Sunday, April 27, 2014

Efficient Markets: Medical

The ERJ family is a very heavy consumer of medical services.  It is not something I am bragging about.  It is simple the launching pad for this post.

How heavy?  We blew through our roughly $4000 deductible by mid-February.  That was all out-of-pocket so we were attempting to economize.  And we still burned money at the annualized rate of $32K/yr.

One of the things we have been introduced to are some alternative sources of medical services.  No, nothing metaphysical or  Just suppliers who have lumpy demand and can flex to provide services in their slow times.

I would love to report that I have had many informative conversations with the billing specialist at this medical provider.  The fact of the matter is that this woman does not return phone calls.  The only time I ever had her call back was after they lost our Social Security numbers.  She was soiling her shorts because they were in violation of multiple Government reporting protocols.  My strong impression based on her behaviors is that she is as baffled by the execution of the billing as everybody else.  She has no clue why some bills are discounted, some evaporate and some are sent to collections.  And the numbers dance from monthly invoice-to-monthly invoice as if they were Disney animates.

The wise and lovely Mrs ERJ decided that we will mail them a check for $50 every month to show good faith while their software give a credible imitation of a dog with dengue fever attempting to pass a peach pit.

How Markets Work

One of the enablers for markets to work efficiently is that the "list price" must be closely linked to the actual "transaction price".

Markets are efficient when the list (or asking) price has information embedded within it.  A very small bird flying over the punch bowl can pollute it to the point where it is unusable.  Likewise, a very small amount of chaos can pollute the information embedded within the pricing enough to destroy efficiency.

The Housing Market

Consider the housing market when times are good.  The typical seller will get three appraisals and pick a price that is ten percent higher than the mid-point between the two highest appraisals.  When times are good it is easy to compare prices because every seller inflates the price by a similar amount and leaves about the same amount of fluff that can be negotiated away.

Consider the housing market when times are bad.  Some sellers will follow the "old" rule or perhaps they put their house on the market when times were good and the list price is a legacy from that time.  Many other sellers will follow a process similar to the one described above but will add a cushion of 30%-to-40%.  Their logic is that gives them more room to make concessions, that the buyer can think they really beat the seller down...and the seller can still get an acceptable price.

The market becomes chaotic as the linkage between asking price and transaction price becomes less predictable.  It becomes impossible for shoppers to perform metric driven sorts to narrow the universe of choices.  A buyer cannot winnow through a thousand properties and select the 5 best alternatives for actual boots-on-the-ground visits.
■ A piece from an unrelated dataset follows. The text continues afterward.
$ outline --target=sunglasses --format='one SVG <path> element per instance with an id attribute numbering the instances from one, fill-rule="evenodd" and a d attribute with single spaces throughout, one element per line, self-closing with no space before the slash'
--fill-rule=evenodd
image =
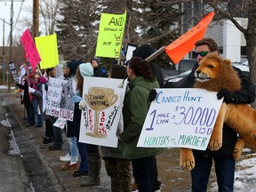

The market for medical services is an order of magnitude more chaotic than the real estate market.


Gary is a professional landlord.  He self-insures and has a true Act-of-God deductible...something like $50K.  Gary needed new knees.  Gary naively assumed that he could shop for medical services the same way he could hire people to lay carpet, replace locks, etc.

He visited three local hospitals.  The bottom line was that all billing was done by computer systems.  All computer software is configured to be backward looking.  The sole purpose of the software is to generate bills to submit to insurance companies.

None of the hospitals could generate an estimate.  The function did not exist.  They could not even tell him the price of a single aspirin tablet.

Gary is a problem solving kind of guy.  He asked if they could supply him with the three most recent billings for the procedure with the names redacted.  The hospitals claimed doing so would violate HIPA and they refused.

And then the hospitals told him that the billings would be useless for his purpose anyway.  The billings against the insurance companies are a total fiction.  The actual reimbursement the hospital received was related to the billing in the most casual of ways.  The itemized reimbursement shared noun-names of services with the billing...and that is where the relationship ended.

High deductible insurance

One advantage of "high deductible insurance" is that it is more common for patients to be billed the actual insurance reimbursement rate.

It is to the insurance company's advantage to have the patient in the deductible period as long as possible.  They are raking in premiums during that time and not writing checks against those moneys.  The insurance companies now require that doctors bill insured patients the discount rate.  That increases the amount of time at the beginning of the year when the insurance companies have very positive cash flow.

My frustration is that the medical market will never be efficient as long as there is no linkage between the list price and the transaction price.  Gary's story tells us that a "list price" does not even exist for many procedures.